Detection performance of flower-like hydrothermally synthesized ZnO in silicon-type photodetector

Abstract

Zinc oxide (ZnO) is a versatile compound or metal oxide with a wide range of applications across various industries such as electronics, optoelectronics, and gas sensors, etc. A simple hydrothermal method was used to synthesize ZnO flower-like structures in this study. The synthesized ZnO structures were analyzed by x-ray diffractometer (XRD) and scanning electron microscope (SEM). We used ZnO structures as an interfacial layer for a Schottky-type silicon-based photodetector.
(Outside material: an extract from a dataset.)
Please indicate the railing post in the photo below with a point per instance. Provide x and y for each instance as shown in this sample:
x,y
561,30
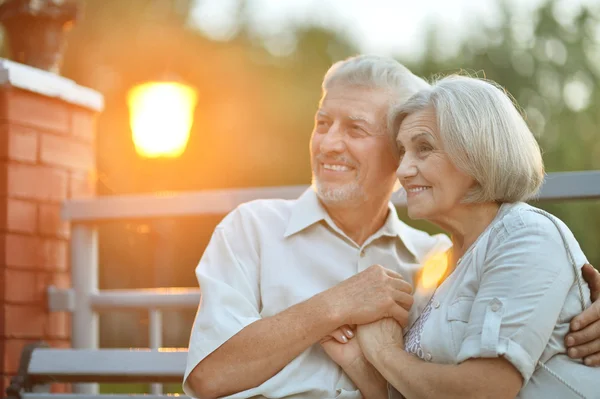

While Au and Al metals were employed as metallic and ohmic contacts, respectively, p-Si was utilized as a semiconductor and substrate. Thus, Au/ZnO/p-Si sandwich was successfully fabricated and tested by current-voltage (I-V) measurements under dark and various light power illumination densities from 10 mW cm-2 to 150 mW cm-2 as well as the various wavelengths in the case of same power. The I-V characteristics were used to determine the diode and photodetection parameters. The fabricated heterostructure exhibited 77.51 mA W-1 responsivity, 1.30 x 1010 Jones specific detectivity, and 26.33% external quantum efficiency (EQE) values.